Un mouvement collectif pour sauver les océans est encore possible à condition d’ouvrir les portes des laboratoires et de partager les connaissances scientifiques avec le plus grand nombre. Comme le dit si bien Erik Orsenna, écrivain philosophe et académicien passionné de mer que j’admire : « Pour respecter il faut aimer, mais pour aimer il faut connaître. » Il en va de son prochain comme de l’océan !

La science ne vaut que si elle est partagée et mise au service de la société, en particulier de ses populations les plus vulnérables. Les démarches de vulgarisation des sciences sont à multiplier pour permettre la compréhension par tous des enjeux environnementaux liés aux océans et à l’équilibre de notre planète. Certains chercheurs ont commencé à prendre ce chemin du partage.

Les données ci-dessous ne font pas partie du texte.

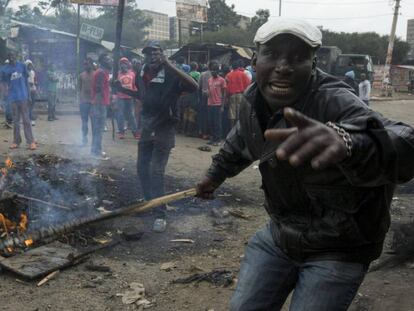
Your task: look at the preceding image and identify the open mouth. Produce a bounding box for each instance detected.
[268,82,294,95]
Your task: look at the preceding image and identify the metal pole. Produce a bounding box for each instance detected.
[384,0,401,79]
[76,4,80,105]
[279,0,282,16]
[200,22,203,44]
[178,18,182,48]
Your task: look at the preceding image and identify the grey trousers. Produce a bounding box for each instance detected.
[11,101,34,145]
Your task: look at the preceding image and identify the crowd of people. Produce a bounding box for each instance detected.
[1,17,414,310]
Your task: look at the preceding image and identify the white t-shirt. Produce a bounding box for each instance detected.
[28,69,36,91]
[359,80,371,101]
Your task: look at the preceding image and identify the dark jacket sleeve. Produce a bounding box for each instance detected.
[206,121,257,184]
[322,89,414,186]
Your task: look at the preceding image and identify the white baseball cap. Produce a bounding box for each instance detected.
[254,17,322,48]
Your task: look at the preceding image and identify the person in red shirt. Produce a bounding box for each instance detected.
[207,62,226,146]
[91,53,112,160]
[116,57,139,140]
[225,59,251,128]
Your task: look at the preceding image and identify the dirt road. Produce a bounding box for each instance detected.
[0,98,412,311]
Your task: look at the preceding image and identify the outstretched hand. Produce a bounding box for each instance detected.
[264,108,348,170]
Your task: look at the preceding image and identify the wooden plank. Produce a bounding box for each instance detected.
[0,242,79,279]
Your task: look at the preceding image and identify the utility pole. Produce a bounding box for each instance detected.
[113,0,126,78]
[112,0,125,141]
[279,0,282,16]
[76,3,81,105]
[384,0,401,79]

Ils le font souvent par envie ou par conviction, même si cette activité n’est pas toujours reconnue dans leurs rapports d’activité annuels. On peut également se réjouir de voir certains instituts communiquer de plus en plus largement depuis quelques années, multipliant les supports et les canaux de diffusion. Mais plutôt que de travailler chacun dans son couloir de nage, pourquoi ne pas unir nos forces autour d’un outil global de vulgarisation et de partage ?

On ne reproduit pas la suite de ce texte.